For a database buffer pool: CLOCK-Pro (Postgres), 2Q (BerkeleyDB historically), or LRU-K (Oracle). The dominant pattern is heterogeneous — some pages are sequentially scanned for analytics, some are randomly hit by OLTP, some sit in the working set for months. The policy must be scan-resistant and tolerant of long-tail accesses. Plain LRU degrades catastrophically on full-table-scan workloads. The choice is rarely user-tunable; the database picks it based on decades of operational experience with that engine.
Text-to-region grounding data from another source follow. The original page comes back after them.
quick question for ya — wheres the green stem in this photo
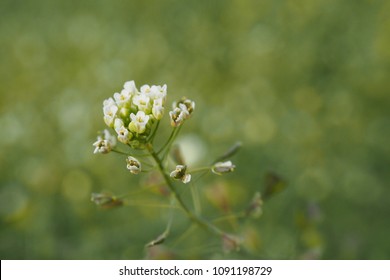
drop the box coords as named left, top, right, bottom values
left=148, top=120, right=160, bottom=144
left=111, top=149, right=130, bottom=156
left=157, top=127, right=178, bottom=155
left=124, top=201, right=179, bottom=209
left=172, top=224, right=196, bottom=248
left=162, top=126, right=182, bottom=160
left=145, top=196, right=176, bottom=247
left=147, top=144, right=223, bottom=237
left=212, top=212, right=246, bottom=223
left=190, top=183, right=201, bottom=215
left=188, top=166, right=211, bottom=173
left=113, top=148, right=150, bottom=158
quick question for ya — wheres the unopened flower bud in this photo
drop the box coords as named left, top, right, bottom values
left=126, top=156, right=141, bottom=174
left=212, top=161, right=236, bottom=175
left=222, top=234, right=242, bottom=253
left=91, top=192, right=123, bottom=208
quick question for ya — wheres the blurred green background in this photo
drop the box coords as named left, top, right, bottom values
left=1, top=0, right=389, bottom=259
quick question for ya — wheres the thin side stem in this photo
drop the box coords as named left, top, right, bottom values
left=157, top=127, right=178, bottom=155
left=188, top=166, right=211, bottom=174
left=190, top=183, right=201, bottom=215
left=148, top=120, right=160, bottom=144
left=161, top=126, right=182, bottom=160
left=145, top=195, right=176, bottom=247
left=124, top=201, right=179, bottom=209
left=111, top=149, right=130, bottom=156
left=147, top=144, right=224, bottom=237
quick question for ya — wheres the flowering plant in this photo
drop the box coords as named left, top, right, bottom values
left=92, top=80, right=258, bottom=252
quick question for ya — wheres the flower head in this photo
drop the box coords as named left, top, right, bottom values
left=103, top=97, right=116, bottom=108
left=126, top=156, right=141, bottom=174
left=92, top=129, right=116, bottom=154
left=173, top=97, right=195, bottom=119
left=123, top=80, right=138, bottom=95
left=169, top=107, right=187, bottom=127
left=152, top=98, right=165, bottom=120
left=113, top=90, right=131, bottom=108
left=150, top=85, right=167, bottom=102
left=114, top=118, right=132, bottom=144
left=169, top=97, right=195, bottom=127
left=103, top=102, right=118, bottom=127
left=129, top=111, right=150, bottom=134
left=99, top=80, right=168, bottom=147
left=133, top=93, right=151, bottom=113
left=170, top=165, right=191, bottom=184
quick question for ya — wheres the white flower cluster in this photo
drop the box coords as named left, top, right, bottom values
left=169, top=97, right=195, bottom=127
left=102, top=81, right=167, bottom=147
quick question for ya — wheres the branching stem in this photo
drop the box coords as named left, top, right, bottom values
left=147, top=144, right=224, bottom=237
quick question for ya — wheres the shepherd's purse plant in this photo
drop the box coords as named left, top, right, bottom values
left=92, top=80, right=261, bottom=251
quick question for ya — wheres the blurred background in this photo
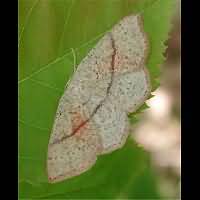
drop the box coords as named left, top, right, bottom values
left=131, top=0, right=181, bottom=198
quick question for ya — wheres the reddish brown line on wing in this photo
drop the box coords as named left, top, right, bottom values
left=71, top=118, right=90, bottom=136
left=106, top=35, right=116, bottom=95
left=111, top=37, right=116, bottom=71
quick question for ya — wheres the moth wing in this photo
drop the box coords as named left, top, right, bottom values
left=88, top=98, right=130, bottom=154
left=111, top=14, right=149, bottom=75
left=47, top=100, right=102, bottom=183
left=65, top=33, right=114, bottom=105
left=110, top=68, right=151, bottom=114
left=83, top=68, right=150, bottom=154
left=47, top=29, right=115, bottom=182
left=48, top=130, right=102, bottom=183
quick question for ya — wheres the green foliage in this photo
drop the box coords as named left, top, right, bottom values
left=19, top=0, right=175, bottom=198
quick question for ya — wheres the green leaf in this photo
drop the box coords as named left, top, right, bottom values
left=19, top=0, right=175, bottom=198
left=19, top=139, right=161, bottom=199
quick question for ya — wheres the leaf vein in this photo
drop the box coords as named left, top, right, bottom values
left=18, top=0, right=40, bottom=48
left=19, top=119, right=50, bottom=132
left=29, top=78, right=63, bottom=93
left=57, top=0, right=75, bottom=56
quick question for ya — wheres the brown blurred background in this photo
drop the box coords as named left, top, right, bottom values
left=131, top=0, right=180, bottom=198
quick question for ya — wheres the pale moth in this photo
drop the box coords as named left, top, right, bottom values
left=47, top=14, right=151, bottom=183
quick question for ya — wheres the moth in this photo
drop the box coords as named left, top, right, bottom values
left=47, top=14, right=151, bottom=183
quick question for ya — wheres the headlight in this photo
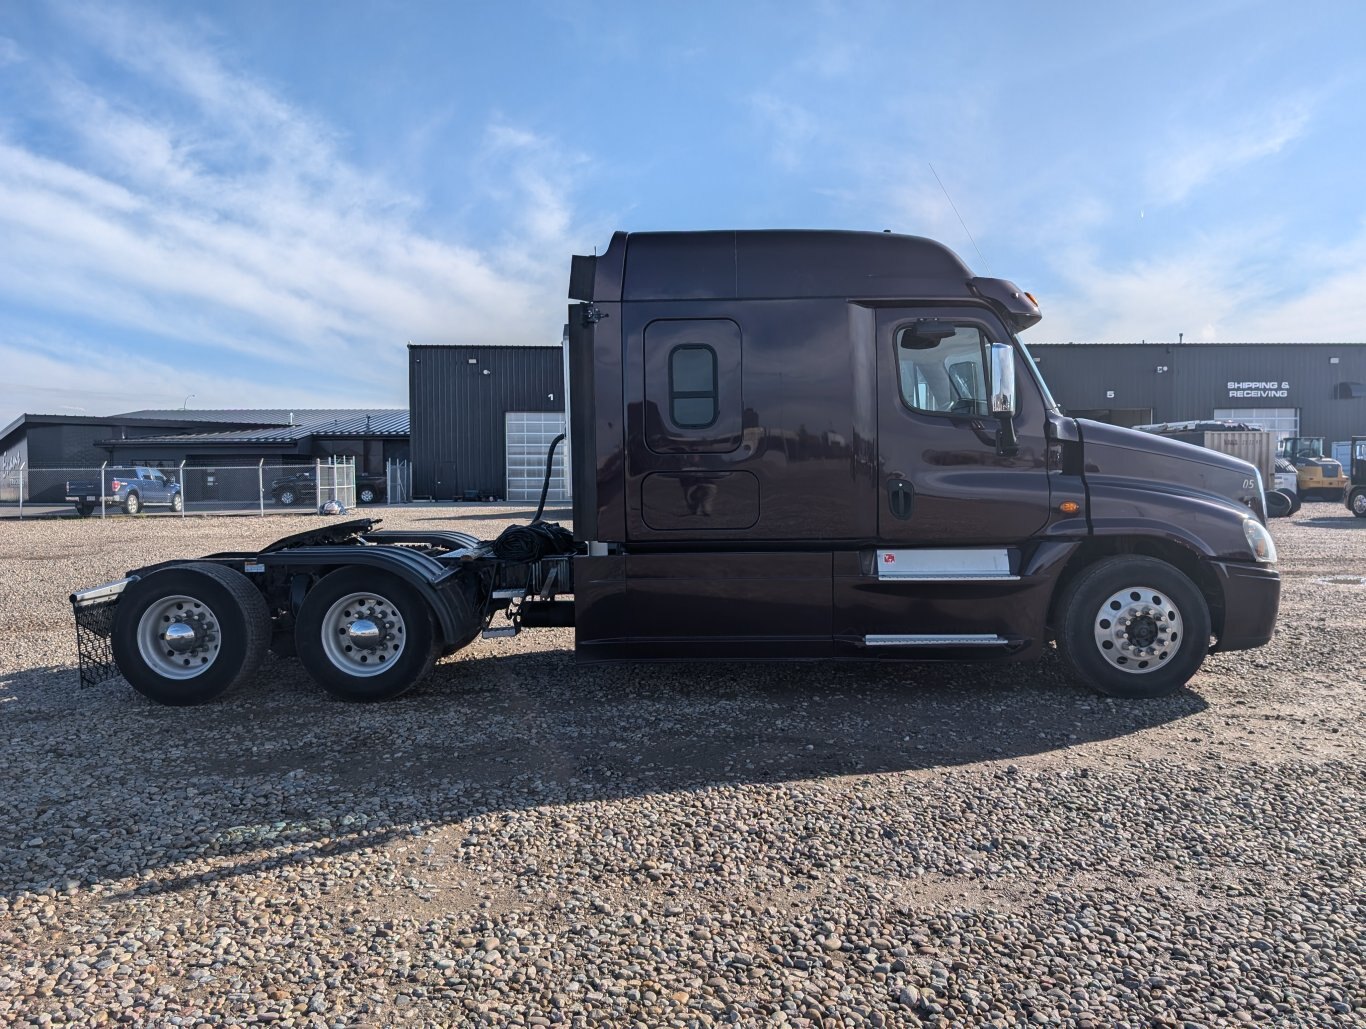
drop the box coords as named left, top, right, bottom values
left=1243, top=517, right=1277, bottom=565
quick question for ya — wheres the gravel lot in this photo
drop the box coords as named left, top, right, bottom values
left=1, top=506, right=1362, bottom=1027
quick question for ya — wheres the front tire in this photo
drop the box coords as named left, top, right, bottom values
left=277, top=488, right=297, bottom=506
left=358, top=486, right=377, bottom=504
left=170, top=492, right=183, bottom=513
left=294, top=568, right=437, bottom=701
left=111, top=563, right=271, bottom=705
left=1350, top=489, right=1366, bottom=518
left=124, top=492, right=141, bottom=515
left=1056, top=556, right=1211, bottom=699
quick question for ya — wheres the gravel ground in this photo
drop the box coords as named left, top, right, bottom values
left=1, top=505, right=1362, bottom=1028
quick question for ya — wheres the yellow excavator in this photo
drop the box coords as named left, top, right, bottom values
left=1280, top=437, right=1349, bottom=501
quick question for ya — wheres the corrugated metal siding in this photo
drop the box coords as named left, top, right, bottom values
left=1030, top=343, right=1366, bottom=443
left=409, top=345, right=564, bottom=500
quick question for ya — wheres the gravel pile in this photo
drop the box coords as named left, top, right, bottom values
left=1, top=505, right=1362, bottom=1027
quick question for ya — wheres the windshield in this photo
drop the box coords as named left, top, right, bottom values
left=1015, top=336, right=1059, bottom=411
left=1293, top=439, right=1325, bottom=458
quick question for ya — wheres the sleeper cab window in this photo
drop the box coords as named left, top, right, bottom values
left=896, top=322, right=989, bottom=417
left=643, top=317, right=741, bottom=453
left=669, top=345, right=718, bottom=428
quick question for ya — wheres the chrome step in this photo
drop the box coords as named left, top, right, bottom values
left=863, top=633, right=1011, bottom=647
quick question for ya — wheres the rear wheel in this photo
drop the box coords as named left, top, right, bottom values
left=124, top=492, right=141, bottom=515
left=111, top=563, right=270, bottom=705
left=74, top=503, right=92, bottom=518
left=1056, top=556, right=1211, bottom=699
left=294, top=568, right=437, bottom=701
left=1350, top=489, right=1366, bottom=518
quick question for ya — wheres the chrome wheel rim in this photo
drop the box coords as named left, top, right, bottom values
left=127, top=495, right=139, bottom=513
left=320, top=591, right=406, bottom=677
left=136, top=594, right=221, bottom=680
left=1093, top=585, right=1183, bottom=674
left=1354, top=493, right=1366, bottom=516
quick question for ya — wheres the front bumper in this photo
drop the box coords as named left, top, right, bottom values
left=1209, top=561, right=1280, bottom=651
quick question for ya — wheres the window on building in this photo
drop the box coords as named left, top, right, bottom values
left=1213, top=407, right=1299, bottom=444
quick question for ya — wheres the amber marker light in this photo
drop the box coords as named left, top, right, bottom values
left=1059, top=501, right=1080, bottom=514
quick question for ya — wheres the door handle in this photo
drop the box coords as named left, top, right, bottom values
left=887, top=478, right=914, bottom=520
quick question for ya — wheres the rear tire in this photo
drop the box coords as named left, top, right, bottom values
left=111, top=563, right=271, bottom=705
left=74, top=503, right=92, bottom=518
left=294, top=568, right=437, bottom=701
left=1056, top=556, right=1211, bottom=699
left=124, top=492, right=141, bottom=515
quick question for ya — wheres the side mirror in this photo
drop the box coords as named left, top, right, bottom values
left=988, top=342, right=1020, bottom=456
left=988, top=342, right=1016, bottom=415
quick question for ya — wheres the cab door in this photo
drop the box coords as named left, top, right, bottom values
left=875, top=308, right=1051, bottom=545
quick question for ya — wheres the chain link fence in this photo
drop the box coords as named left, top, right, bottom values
left=0, top=459, right=371, bottom=518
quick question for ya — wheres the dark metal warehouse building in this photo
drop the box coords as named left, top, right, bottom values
left=408, top=344, right=565, bottom=501
left=1029, top=342, right=1366, bottom=443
For a CDN edge with very large object sizes and strong popularity skew: tiered LRU with admission filtering (Cloudflare-style), or slab-based LFU (Akamai-style). The cost of admitting a 100 MB video is high; admit only when you've seen its popularity proven. Object-size weighting often matters as much as request frequency; many CDN policies admit small objects readily and gate larger ones behind multi-request thresholds.

For a process-local memoisation cache with thousands of small entries: plain LRU via a doubly-linked list and hash map is fine. The scale is too small for policy choice to matter; the implementation cost of W-TinyLFU outweighs its hit-rate gain. Caffeine and Guava's LoadingCache cover the Java case; Python's functools.lru_cache, Go's groupcache singleflight, and Rust's moka crate (a Caffeine port) cover the others. Reach for the simplest tool that meets the latency and hit-rate budget; profile before reaching for anything fancier.